Biden, McCarthy debt talks end with no deal in sight
Disagreements still block any potential deal to avert a calamitous debt default.
US House Speaker and President Joe Biden on Monday both said their first one-on-one talks in months to avoid a calamitous debt default were "productive" but that disagreements were still blocking any possible deal.
The White House meeting came after Biden cut off a short trip to Asia to recommence talks in advance of the US Treasury's June 1 deadline for Congress to authorize more borrowing.
"I felt we had a productive discussion.
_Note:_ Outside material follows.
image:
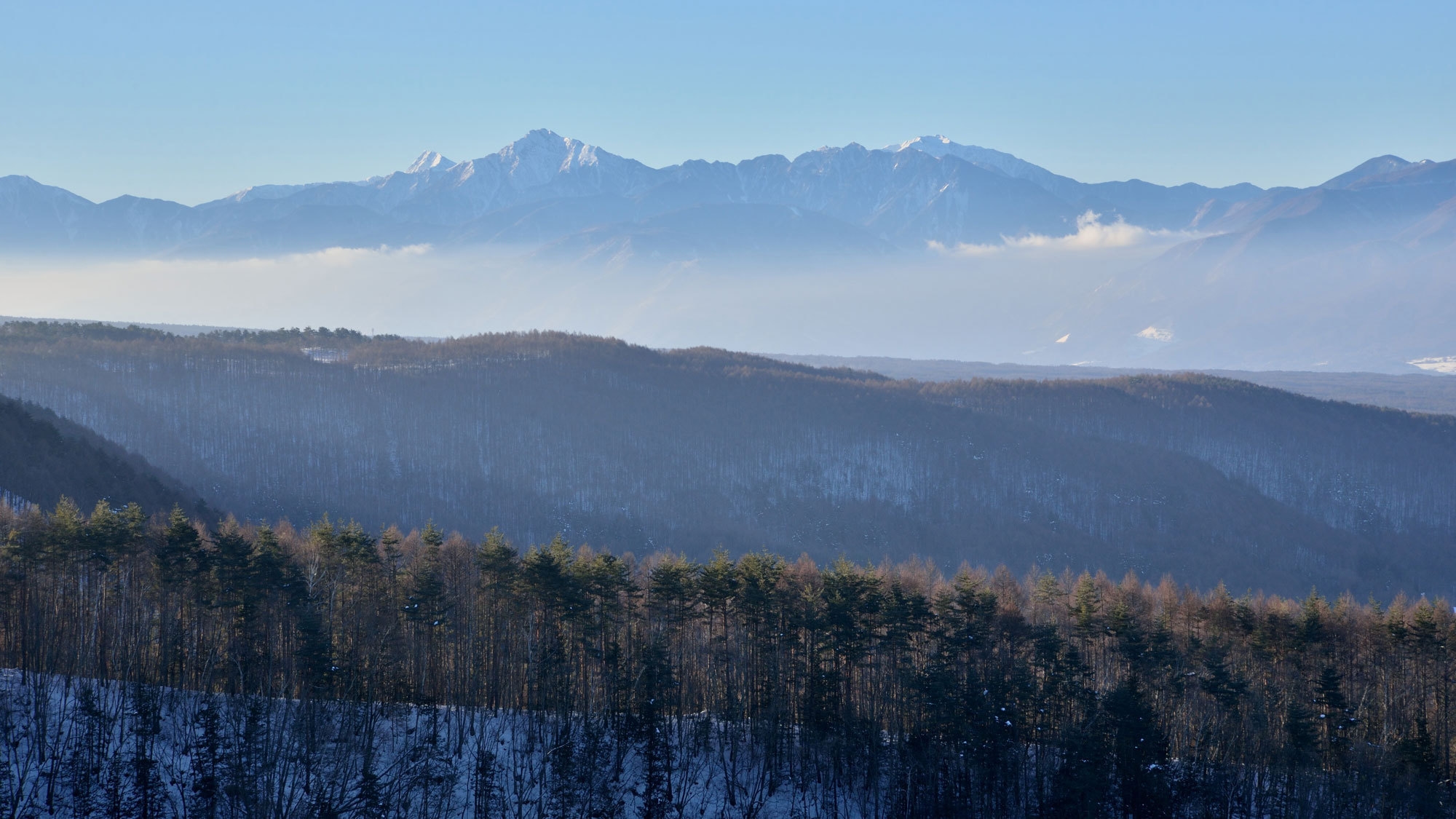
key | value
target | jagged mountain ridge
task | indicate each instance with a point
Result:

We don't have an agreement yet, but I did feel the discussion was productive in areas (where) we have differences of opinion," House Speaker Kevin McCarthy said after the talks.
McCarthy told journalists that negotiators were going to "work through the night" to move the sides closer and that he and Biden would "talk every day to try to find a way to get this done."
As they sat down for the meeting, Biden said, "I am optimistic we are going to make some progress," adding both sides understood they have "a significant responsibility" to solve the impasse.
Afterward, the President used a similar rhetoric as McCarthy in a statement, describing the meeting as "productive" while adding that "areas of disagreement" remain.
'A lack of urgency'
After Monday's Oval Office meeting and McCarthy's description of the talks as productive, his team adopted a heavy tone, with Republican congressman and negotiator Patrick McHenry telling reporters, "What I sense from the White House is a lack of urgency."
Republicans hold on to their stance on spending less money in fiscal year 2024 than in 2023, calling it a "red line."
The White House has offered a freeze for 2024 in exchange for Republicans supporting tax increases for corporations and wealthy Americans, but McCarthy has rejected the idea.
The Biden administration has suggested limiting spending on some domestic programs but needs the Pentagon to share in the cuts.
Meanwhile, Republicans have pressured for boosted military and border security spending, with major rollbacks to non-defense programs.
Disagreements also persist over what a White House source described as "increasingly hard-line Republican demands" for increased work requirements for social assistance programs.
Biden highlighted that Republicans lifted the borrowing cap three times under his predecessor Donald Trump without threatening to default on the country's debt obligations.
If lawmakers do not lift the borrowing limit, the country would default for the first time in history, with potentially disastrous consequences.
Many analysts believe that in the worst-case scenario, global stock markets will crash as the US economy enters a downward spiral, resulting in the loss of millions of jobs.